ポック村にある冒険者ギルドで相談したら、第一階層から第五階層までの間であれば比較的安全に戦えるでしょう、とのことだ。
こっちの世界に来てからすでに二日、俺たちはさっそく全員でオークダンジョンへ潜っていった。
▽ ▽
「真之介さん、防御を!」
「任せてくれ!」
第二階層を歩いていると、正面からオークが三体出現し俺たちに襲い掛かってきた。
それを遠距離攻撃で受け、今、真之介さんの盾でそれでも向かってくるオークを防いだのだ。
シスターたちの持つ槍が、真之介さんの盾の両側から盾に気を取られているオークの両脇へ左右から突き刺さる。
『ブオオォッ!』
「シスター、そのまま押し倒して!」
「「はいっ!」」
槍を押し込み、盾から離してさらに槍を押し込むと、オークはそのまま仰向けに倒れ動かなくなった。
両脇から突き刺した槍が、オークの心臓を貫いたのだろう。
オークを倒したと分かると、シスターたちの気が緩みそうになるが、すぐに真之介さんの声で気を引き締める。
「後オーク二匹、正面!」
「真之介さん、右をお願いします!」
「分かった!」
そう言うと、真之介さんはダンジョンの通路の右により、遠距離攻撃で足を止めている右側のオークに対峙する。
「魔法はもういいぞ、まずはオークの足を狙え!」
「了解!」
「動けなくして、槍で止めだ!」
日向さんたち近接戦闘組が、それぞれの武器を手にしてオークに襲い掛かっていく。
オークの足を狙い、機動力を奪うのだ。
まずは、左側のオークの足を狙い切りかかる。
オークも突っ込んでくる日向さんと竹原さんを、こん棒で払いのけようと振り回すがあっさりと躱され、自分の足を切られてしまった。

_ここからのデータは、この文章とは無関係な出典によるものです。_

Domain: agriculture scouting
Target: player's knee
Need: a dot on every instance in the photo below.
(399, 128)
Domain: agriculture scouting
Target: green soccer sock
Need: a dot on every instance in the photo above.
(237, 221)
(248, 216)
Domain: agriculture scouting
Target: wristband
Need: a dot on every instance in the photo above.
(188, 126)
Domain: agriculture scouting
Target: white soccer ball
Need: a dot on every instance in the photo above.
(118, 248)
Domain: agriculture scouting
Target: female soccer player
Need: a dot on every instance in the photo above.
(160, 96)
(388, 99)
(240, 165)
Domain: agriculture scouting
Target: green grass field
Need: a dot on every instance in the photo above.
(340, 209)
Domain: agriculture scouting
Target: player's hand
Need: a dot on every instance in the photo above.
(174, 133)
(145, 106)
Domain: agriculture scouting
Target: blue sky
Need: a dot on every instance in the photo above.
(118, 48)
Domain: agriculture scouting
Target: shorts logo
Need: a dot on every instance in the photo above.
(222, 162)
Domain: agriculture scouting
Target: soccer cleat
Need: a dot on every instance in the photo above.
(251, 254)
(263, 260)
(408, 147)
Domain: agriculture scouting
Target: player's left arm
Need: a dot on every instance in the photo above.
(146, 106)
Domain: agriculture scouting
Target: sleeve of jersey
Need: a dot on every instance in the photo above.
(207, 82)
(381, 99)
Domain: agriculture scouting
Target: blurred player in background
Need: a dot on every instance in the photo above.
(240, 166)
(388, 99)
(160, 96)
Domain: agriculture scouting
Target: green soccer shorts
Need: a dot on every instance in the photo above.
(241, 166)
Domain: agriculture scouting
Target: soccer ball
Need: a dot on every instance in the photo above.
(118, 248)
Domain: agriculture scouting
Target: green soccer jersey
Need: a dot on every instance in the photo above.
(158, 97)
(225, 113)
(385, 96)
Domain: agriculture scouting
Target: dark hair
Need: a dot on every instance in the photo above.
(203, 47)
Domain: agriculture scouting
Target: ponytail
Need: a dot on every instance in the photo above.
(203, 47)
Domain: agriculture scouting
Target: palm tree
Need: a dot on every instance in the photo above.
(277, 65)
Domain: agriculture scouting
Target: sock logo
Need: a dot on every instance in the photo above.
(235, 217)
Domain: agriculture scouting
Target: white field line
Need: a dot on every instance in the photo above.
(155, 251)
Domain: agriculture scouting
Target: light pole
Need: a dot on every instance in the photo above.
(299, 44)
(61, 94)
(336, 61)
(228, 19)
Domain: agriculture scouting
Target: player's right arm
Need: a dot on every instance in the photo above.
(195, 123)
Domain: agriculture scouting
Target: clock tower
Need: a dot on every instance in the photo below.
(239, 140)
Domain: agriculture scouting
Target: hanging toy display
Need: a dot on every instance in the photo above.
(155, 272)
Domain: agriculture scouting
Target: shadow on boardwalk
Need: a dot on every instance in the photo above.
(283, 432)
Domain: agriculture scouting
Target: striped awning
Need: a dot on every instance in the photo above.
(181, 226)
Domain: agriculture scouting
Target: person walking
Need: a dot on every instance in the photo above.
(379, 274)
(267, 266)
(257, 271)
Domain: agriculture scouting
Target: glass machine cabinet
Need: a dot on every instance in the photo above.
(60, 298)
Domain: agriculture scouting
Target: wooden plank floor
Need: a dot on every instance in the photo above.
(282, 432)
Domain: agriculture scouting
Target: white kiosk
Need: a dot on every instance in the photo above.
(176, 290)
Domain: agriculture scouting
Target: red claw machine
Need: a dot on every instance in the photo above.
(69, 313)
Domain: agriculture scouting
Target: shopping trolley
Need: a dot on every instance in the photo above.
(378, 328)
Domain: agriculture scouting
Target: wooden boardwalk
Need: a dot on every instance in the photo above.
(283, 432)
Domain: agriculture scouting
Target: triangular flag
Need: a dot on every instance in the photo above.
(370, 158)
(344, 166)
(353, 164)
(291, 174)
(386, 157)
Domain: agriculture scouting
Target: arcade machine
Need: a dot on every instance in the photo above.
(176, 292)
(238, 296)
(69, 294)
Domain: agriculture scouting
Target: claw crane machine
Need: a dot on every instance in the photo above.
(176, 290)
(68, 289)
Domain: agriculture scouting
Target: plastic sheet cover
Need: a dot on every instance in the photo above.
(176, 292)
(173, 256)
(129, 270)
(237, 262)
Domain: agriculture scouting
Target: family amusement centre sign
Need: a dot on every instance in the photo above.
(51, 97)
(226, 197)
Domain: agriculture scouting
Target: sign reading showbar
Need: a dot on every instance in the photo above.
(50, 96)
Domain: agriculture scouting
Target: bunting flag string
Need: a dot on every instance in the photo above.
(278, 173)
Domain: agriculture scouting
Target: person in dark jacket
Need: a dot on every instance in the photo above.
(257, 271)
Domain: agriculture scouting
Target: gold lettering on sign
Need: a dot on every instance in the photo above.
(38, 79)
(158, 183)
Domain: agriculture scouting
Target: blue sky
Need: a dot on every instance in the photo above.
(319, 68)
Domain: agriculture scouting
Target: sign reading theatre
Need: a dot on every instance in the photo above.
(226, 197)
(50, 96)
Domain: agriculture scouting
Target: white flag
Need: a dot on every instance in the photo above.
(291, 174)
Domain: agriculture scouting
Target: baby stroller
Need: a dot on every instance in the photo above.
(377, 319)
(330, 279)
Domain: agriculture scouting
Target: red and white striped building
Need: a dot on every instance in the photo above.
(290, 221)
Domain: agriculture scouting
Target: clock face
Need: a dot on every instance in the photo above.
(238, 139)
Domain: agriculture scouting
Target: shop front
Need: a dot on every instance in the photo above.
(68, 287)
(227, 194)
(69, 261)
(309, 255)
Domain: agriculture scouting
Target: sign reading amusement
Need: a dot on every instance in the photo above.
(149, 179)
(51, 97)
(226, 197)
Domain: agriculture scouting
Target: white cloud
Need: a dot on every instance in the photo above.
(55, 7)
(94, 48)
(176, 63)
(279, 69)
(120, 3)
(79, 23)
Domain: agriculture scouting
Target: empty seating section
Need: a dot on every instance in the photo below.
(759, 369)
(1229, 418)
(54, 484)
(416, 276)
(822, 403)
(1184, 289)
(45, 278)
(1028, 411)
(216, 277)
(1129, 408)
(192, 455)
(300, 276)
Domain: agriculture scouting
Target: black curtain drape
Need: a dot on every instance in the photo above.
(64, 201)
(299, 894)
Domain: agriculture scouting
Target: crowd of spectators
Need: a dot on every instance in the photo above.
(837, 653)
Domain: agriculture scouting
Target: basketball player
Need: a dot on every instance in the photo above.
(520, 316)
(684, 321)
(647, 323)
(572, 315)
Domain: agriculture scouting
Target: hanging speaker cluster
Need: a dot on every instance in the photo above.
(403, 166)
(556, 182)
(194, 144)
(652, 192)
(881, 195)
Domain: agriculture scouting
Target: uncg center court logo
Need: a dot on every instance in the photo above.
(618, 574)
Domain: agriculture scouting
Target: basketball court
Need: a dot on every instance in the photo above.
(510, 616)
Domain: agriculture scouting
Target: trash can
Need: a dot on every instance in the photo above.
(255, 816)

そこへ脇腹から槍を突き立てた市原さんが、止めとばかりに思いっきり押し込む。
槍は深々と突き刺さり、オークの心臓を貫いて絶命に成功した。
次に、真之介さんが対峙してその行動を封じていた右側のオークに襲い掛かる。
またもやオークの足に切りかかった攻撃はうまくいき、日向さんと竹原さんの刀でオークの足を切断。
オークはその場に崩れ落ちた。
そこへ、槍を持つ俺たちが突き、止めを刺して終わりだ……。
「ふぅ~、お疲れ様」
「お疲れ様~」
みんなで労いの言葉をかけ、少し休憩とする。
浅い階層とはいえ、ここまでかなりのオークを倒してきた。
このオークダンジョンは、今わかっている最深部が第六十層までだ。
その中で、比較的弱いオークが出現するのがギルドでも言われた五階層までで、それ以降はオークの中に変異種が混ざるそうだ。
また、魔法や攻撃が変わるのが八階層辺りからで、鎧などを装備しだすのが十二階層からだ。
集団での統率が取れた戦い方に変わるのが三十階層からで、そこからはかなりの人数が必要になるそうだ。
「シスターたちは、どうです?戦えそうですか?」
「はい、私たちは大丈夫です」
「それに、真之介さんの盾がいい仕事してくれてるわね」
ダンジョンに潜り始めは、魔法で戦っていた真之介さんだが、二階層に降りたあたりから盾を前面に出して、オークの攻撃を防いでくれている。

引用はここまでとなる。